An employee might want to stay or leave their role be because of the location, it might be because the interior of the design, it might be around people; but if it leans towards the physical design of their workplace, then we wanted to look at whether that has a value to retaining and attracting new people as a result of good workplace design. 


Question 5: Were there any surprises (positive or negative) at any point during the project that were quite different to what you expected?  

I am keeping an open mind; I try not to be biased and assuming that what a good design is for one person is good for everyone else. Obviously, we acknowledge that everyone has very subjective feelings; Some people like sitting next to the window and natural light, whereas some people, like privacy. We debated a lot about what we think PLP staff would like. One of the elements about bio failure is to understand the context; keeping the culture and develop those connections with nature. We are not trying to introduce that something that doesn’t belong to the space. So, no, I didn’t really have any surprises because I haven’t actually made an assumption on what would happen. A lot of the interviews I did were very open – it’s qualitative. 
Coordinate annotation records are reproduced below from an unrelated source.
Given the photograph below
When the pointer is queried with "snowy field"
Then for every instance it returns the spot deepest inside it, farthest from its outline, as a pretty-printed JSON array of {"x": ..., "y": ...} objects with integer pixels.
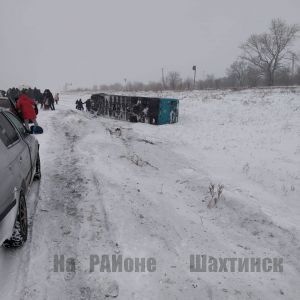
[{"x": 137, "y": 190}]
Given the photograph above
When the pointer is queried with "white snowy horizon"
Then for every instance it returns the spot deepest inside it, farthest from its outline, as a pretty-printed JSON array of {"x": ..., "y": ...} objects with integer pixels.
[{"x": 50, "y": 43}]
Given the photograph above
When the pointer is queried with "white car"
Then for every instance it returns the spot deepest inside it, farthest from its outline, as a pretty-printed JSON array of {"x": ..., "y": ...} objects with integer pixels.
[{"x": 19, "y": 165}]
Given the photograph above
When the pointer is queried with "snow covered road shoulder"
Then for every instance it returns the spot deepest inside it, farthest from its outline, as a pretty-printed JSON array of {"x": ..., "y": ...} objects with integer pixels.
[{"x": 116, "y": 188}]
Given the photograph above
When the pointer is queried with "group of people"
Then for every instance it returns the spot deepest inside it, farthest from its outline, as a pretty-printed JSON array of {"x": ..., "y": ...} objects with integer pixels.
[
  {"x": 79, "y": 104},
  {"x": 26, "y": 101}
]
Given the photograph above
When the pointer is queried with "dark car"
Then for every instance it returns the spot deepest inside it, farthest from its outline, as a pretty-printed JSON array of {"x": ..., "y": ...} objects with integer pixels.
[{"x": 19, "y": 166}]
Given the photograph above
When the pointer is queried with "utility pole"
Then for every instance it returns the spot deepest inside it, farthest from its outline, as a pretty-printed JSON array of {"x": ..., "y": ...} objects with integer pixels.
[
  {"x": 195, "y": 70},
  {"x": 163, "y": 77},
  {"x": 293, "y": 64},
  {"x": 125, "y": 81}
]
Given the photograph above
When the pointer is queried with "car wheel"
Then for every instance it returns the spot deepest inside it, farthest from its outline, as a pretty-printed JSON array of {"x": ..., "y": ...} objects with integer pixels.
[
  {"x": 38, "y": 174},
  {"x": 20, "y": 231}
]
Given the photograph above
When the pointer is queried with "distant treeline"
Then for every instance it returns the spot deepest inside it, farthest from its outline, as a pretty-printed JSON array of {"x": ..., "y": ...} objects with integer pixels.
[
  {"x": 174, "y": 82},
  {"x": 266, "y": 59}
]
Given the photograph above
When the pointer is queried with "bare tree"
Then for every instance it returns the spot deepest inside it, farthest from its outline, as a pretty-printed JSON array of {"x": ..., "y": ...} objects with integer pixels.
[
  {"x": 238, "y": 72},
  {"x": 268, "y": 51},
  {"x": 173, "y": 80}
]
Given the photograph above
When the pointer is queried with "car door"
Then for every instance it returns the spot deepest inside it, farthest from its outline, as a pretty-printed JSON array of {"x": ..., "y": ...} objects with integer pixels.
[
  {"x": 18, "y": 149},
  {"x": 10, "y": 179},
  {"x": 26, "y": 161}
]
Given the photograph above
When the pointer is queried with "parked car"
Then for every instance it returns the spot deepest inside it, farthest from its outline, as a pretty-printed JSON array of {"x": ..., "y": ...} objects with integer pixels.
[{"x": 19, "y": 166}]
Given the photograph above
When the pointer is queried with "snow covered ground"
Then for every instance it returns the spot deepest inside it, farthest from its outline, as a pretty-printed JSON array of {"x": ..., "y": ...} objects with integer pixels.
[{"x": 137, "y": 190}]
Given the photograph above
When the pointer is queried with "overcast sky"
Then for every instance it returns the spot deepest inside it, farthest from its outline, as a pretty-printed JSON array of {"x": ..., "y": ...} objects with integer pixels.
[{"x": 46, "y": 43}]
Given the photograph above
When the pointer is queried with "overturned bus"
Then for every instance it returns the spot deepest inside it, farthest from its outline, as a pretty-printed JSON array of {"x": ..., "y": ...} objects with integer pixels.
[{"x": 155, "y": 111}]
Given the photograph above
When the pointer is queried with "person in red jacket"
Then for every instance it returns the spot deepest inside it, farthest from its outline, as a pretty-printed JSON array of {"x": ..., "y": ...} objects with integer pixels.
[{"x": 25, "y": 105}]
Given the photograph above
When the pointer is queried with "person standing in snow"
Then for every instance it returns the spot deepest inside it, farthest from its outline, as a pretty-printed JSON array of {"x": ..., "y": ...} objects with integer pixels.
[
  {"x": 80, "y": 105},
  {"x": 56, "y": 98},
  {"x": 88, "y": 104},
  {"x": 26, "y": 107}
]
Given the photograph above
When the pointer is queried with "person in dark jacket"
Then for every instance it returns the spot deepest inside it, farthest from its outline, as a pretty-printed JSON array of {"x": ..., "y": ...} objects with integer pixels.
[
  {"x": 26, "y": 107},
  {"x": 48, "y": 100},
  {"x": 88, "y": 104}
]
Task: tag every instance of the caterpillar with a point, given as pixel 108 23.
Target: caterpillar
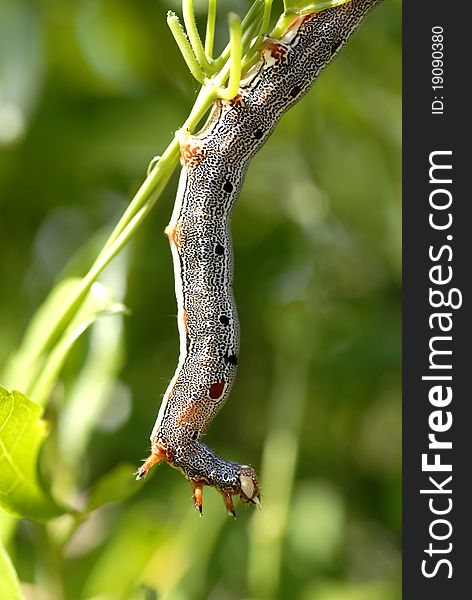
pixel 214 164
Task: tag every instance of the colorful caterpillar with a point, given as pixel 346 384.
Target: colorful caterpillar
pixel 214 164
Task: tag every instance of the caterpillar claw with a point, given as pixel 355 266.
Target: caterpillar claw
pixel 198 496
pixel 228 500
pixel 157 455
I guess one of the hiccups I would share is perhaps on the technology side of things. All the tags or the sensors were commercial grade, but actually when they’re being used or measured, it is not always easy or seamless. It does take a lot of work to organise data and to get the data in the first place. We did have a pilot study to make sure that everything ran smoothly, but that implies that when an architect or engineer goes to do a post-occupancy evaluation, the technological challenge should really be taken into account.  

The opportunities are huge. The amount of data, particularly people data, is very rich. We can now understand the space much more so than we could have done 10 years ago. But it’s really the insight that is important – we are data overloaded and I always go back to why do we need to collect it and what does it inform? 
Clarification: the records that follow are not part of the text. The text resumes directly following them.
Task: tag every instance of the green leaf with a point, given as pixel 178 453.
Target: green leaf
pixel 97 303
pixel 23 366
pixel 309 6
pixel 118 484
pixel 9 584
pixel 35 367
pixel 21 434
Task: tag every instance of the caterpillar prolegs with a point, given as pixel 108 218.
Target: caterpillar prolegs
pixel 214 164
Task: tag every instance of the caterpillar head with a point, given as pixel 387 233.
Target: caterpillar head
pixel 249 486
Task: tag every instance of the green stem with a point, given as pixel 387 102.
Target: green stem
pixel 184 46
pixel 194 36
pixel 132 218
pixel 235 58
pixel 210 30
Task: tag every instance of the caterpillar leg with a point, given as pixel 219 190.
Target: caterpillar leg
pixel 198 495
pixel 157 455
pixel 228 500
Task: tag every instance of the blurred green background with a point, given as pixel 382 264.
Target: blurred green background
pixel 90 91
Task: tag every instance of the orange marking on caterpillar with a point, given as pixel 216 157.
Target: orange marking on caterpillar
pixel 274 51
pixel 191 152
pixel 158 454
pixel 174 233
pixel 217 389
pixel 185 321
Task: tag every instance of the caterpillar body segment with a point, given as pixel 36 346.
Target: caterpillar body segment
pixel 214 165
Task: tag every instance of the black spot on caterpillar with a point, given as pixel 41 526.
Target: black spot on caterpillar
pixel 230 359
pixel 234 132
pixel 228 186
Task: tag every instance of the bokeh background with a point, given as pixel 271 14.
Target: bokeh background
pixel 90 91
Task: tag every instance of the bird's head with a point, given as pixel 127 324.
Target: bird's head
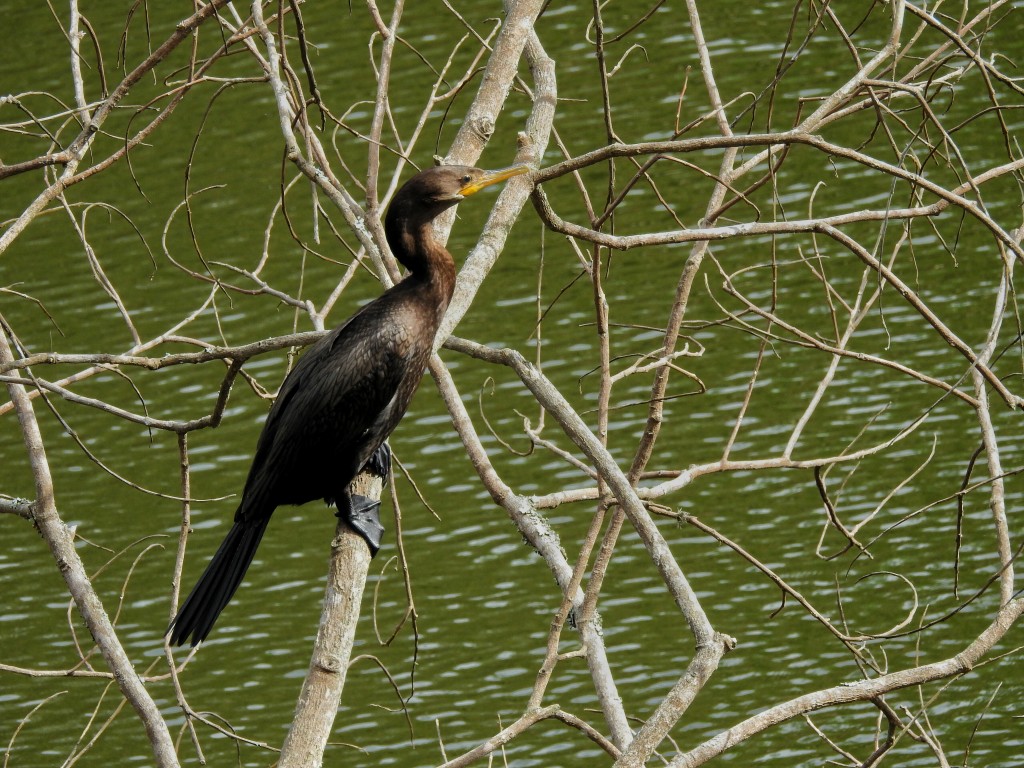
pixel 448 184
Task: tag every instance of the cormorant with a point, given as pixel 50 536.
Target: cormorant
pixel 345 395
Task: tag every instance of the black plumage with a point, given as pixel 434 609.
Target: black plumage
pixel 345 395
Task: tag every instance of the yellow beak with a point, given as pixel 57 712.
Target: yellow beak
pixel 492 177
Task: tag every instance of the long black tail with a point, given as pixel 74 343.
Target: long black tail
pixel 215 588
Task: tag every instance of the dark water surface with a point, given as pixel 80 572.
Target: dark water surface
pixel 483 600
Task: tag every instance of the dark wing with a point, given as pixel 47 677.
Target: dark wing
pixel 340 401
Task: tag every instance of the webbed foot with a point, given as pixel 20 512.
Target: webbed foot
pixel 363 515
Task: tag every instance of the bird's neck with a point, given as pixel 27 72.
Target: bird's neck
pixel 415 247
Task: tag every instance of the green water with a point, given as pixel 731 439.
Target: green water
pixel 483 599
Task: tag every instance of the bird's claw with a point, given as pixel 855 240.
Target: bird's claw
pixel 364 517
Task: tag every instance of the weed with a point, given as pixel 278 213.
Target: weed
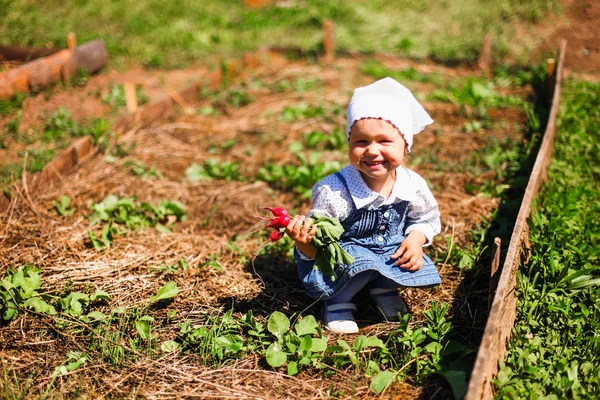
pixel 554 349
pixel 62 206
pixel 138 168
pixel 336 140
pixel 115 98
pixel 302 111
pixel 15 103
pixel 300 178
pixel 19 289
pixel 127 213
pixel 214 169
pixel 379 71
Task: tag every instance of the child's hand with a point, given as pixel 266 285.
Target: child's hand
pixel 409 255
pixel 301 230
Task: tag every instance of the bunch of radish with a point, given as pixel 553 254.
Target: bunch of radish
pixel 279 221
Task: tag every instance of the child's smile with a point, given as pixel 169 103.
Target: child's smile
pixel 376 149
Question 6: How did Benholm Group support you in the research study before and during the 8-week experiment? 

By being super adaptable! Going back to the technological side – we originally picked a room, but it didn’t have enough Wi-Fi signal. So, we had to change the whole setting a week before the study was due to begin. We went back to the drawing board, redesigned everything, and made sure that our program and schedules were still robust enough. There were a lot of challenges along the way and Benholm have been super amazing in really supporting those changes. 


Question 7: Benholm Group really enjoyed working with you on the research study – it was really a unique project for us to be involved in. How did you find, working with Benholm Group?  

It is really amazing when you find a supplier or consultants who are very proactive. You need to work with people who understand the value in knowledge sharing and who invest in R&D. This is not a money generating project, but we take the view that once we have done it, we want to share the results. We hope that we can support the business case of sustainability and well-being by design, and hopefully help plan for inside spaces. We will actually make people think a lot more about climate change and the way we can connect with nature, so it’s really, really rewarding. Obviously, there are a lot of challenges because many people are still working from home and have COVID restrictions still happening in the background. 

The other point I wanted to add regarding Benholm Group, is that we wanted to work with a biophilic specialist because it’s not just about putting some plants in a space – we spent a lot of time looking at why are we picking this plant? We looked at its size, its green density and the impact on well-being. These were informed decisions and we worked out in the office design just how does that plant interact with the space around it? It’s very subtle, but there’s always a reason why we think a place is more beautiful and more inspired than the others. It’s really through the power of design and how sensitively the designers are proposing a new intervention. 

Question 8: Finally, I realise the results haven’t been analysed yet, but do you have any initial comments or interesting observations you can share at this stage?  

With this kind of study, you can collect so many different aspects about the space and how people feel about it. I think the key is really being specific in what we were trying to do, and to understand the culture and the needs of people before we even started thinking about intervention. 

We have a lot of open-minded discussions, but then very specific into the outcomes that we are try to achieve, and which are part of the flourish framework – we are using a very systematic approach, but trying to allow creativity to flourish within it. 


The full report on ‘the ‘value of biophilic design’ is expected to be published in Autumn 2022. Keep an eye on our blog and social media where we will share them in full. 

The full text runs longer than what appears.